Questa indennità di risultato, dice la legge, deve essere ancorata “ad obiettivi predeterminati e misurabili”, mentre a Grugliasco sarebbe rimasta la stessa dal 2010 e identica per tutti e cinque i dirigenti che hanno sempre percepito trentamila euro a testa. L’obiettivo, secondo quanto riferito dal responsabile dello staff, era di “non creare elementi di frizione fra i dirigenti stessi e, attraverso questo, di contribuire a un miglioramento del clima organizzativo” in Municipio. La sua tesi non ha però convinto i giudici contabili che nei giorni scorsi lo hanno condannato insieme ad altre 5 persone proprio in relazione a quella posta di danno: l’extra infatti sarebbe stato distribuito a pioggia e in uguale misura a tutti, senza tenere conto delle singole performance.

Anche perché, rileva la sentenza, senza “specifici obiettivi annuali” stabiliti in anticipo non è possibile misurare i “risultati dell’attività gestionale” e a Grugliasco non risulta niente del genere negli anni oggetto di addebito. Oltre al funzionario di staff, dovranno pagare la direttrice delle Risorse Umane, due ragionieri generali, il segretario generale Luca Costantini e Roberto Montà, sindaco fino alla primavera 2022. A quest’ultimo i magistrati rimproveravano di aver firmato diversi atti di nomina senza indicare la durata dell’incarico, lo stipendio, le mansioni e gli obiettivi (fondamentali, questi ultimi, per determinare il trattamento accessorio). Su di lui, si legge nella pronuncia, gravava “un dovere di verifica più stringente sul procedimento amministrativo in argomento, posto anche che i documenti sulla base dei quali concedere le retribuzioni di posizione e di risultato provenivano proprio dai Dirigenti, ossia dalle persone direttamente interessate a una positiva e rapida definizione del procedimento stesso”.

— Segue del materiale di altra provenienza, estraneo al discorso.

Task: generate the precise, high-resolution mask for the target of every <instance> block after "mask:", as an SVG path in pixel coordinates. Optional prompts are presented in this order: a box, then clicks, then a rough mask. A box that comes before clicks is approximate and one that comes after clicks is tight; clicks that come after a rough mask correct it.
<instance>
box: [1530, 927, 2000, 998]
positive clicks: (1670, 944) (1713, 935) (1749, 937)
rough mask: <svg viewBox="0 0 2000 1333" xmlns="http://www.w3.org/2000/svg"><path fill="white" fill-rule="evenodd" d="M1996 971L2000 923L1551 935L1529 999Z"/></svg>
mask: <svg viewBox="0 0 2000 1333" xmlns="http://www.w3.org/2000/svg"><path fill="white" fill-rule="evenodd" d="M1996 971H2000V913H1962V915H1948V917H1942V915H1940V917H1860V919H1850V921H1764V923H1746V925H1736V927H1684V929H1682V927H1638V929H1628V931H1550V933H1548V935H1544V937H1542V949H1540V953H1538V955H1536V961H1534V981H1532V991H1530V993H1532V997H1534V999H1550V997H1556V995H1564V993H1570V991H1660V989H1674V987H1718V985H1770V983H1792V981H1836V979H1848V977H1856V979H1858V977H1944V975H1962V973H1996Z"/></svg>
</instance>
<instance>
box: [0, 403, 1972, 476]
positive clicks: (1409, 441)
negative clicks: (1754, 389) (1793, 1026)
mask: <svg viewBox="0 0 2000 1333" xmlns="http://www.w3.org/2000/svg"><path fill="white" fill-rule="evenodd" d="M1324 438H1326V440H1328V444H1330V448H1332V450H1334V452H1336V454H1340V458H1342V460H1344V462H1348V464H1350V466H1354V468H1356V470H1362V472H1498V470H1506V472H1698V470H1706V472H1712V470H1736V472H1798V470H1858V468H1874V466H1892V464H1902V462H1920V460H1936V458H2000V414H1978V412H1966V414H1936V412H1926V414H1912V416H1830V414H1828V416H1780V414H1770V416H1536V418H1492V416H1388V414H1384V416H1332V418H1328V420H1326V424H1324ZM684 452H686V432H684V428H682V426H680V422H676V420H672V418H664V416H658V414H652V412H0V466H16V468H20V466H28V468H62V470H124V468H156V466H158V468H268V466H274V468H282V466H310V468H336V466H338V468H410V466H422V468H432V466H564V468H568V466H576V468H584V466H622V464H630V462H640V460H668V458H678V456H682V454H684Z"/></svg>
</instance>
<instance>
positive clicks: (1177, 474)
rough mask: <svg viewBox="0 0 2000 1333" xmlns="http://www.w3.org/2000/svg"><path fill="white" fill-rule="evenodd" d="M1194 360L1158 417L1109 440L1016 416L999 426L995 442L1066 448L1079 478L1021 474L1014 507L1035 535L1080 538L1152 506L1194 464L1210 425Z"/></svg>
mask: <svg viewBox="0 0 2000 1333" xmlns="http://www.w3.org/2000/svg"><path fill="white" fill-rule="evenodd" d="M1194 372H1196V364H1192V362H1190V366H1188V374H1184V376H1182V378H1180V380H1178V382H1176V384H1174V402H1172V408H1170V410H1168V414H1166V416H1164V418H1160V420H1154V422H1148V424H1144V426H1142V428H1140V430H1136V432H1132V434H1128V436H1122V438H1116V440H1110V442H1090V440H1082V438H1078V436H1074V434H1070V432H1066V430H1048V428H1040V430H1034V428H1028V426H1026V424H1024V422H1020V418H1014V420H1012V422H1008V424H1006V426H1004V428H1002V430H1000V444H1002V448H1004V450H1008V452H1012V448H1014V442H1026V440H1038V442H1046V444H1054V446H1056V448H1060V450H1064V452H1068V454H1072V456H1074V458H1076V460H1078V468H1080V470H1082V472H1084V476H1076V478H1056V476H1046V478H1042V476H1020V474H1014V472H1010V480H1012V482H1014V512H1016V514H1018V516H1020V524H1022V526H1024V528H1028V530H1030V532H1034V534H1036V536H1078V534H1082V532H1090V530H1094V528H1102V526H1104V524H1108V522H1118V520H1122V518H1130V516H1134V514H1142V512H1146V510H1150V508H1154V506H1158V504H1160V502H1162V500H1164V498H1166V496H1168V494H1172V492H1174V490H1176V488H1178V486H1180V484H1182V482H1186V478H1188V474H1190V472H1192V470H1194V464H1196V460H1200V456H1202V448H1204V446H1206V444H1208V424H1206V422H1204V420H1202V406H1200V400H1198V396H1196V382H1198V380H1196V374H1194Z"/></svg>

Rigettata anche l’“esimente politica” accampata dagli avvocati dell’ex primo cittadino: firmare una nomina è “un’attribuzione propria di tipo squisitamente gestionale (e disciplinata dall’art. 50 Tuel) del rapporto di lavoro pubblico”, tutt’altra cosa rispetto a votare una delibera in Giunta, magari di contenuto specialistico. Proprio per questo motivo invece sono stati assolti gli altri politici citati in giudizio. Tra gli altri, l’ex assessore e attuale sindaco Emanuele Gaito e l’ex assessora al Personale Gabriella Borio, chiamati in causa per aver firmato le delibere che, secondo la Procura, stavano a monte della “catena causale che ha portato all’erogazione delle indennità” in questione. Rigettata, del resto, anche la possibilità per gli amministratori di avvalersi dello scudo erariale, che avrebbe escluso la responsabilità per le cifre erogate dopo luglio 2020: per i giudici bisogna guardare al tempo in cui il Comune decise di non definire gli “obiettivi individuali” da cui far dipendere l’indennità di risultato e non a quello in cui i dirigenti hanno concretamente ricevuto le somme.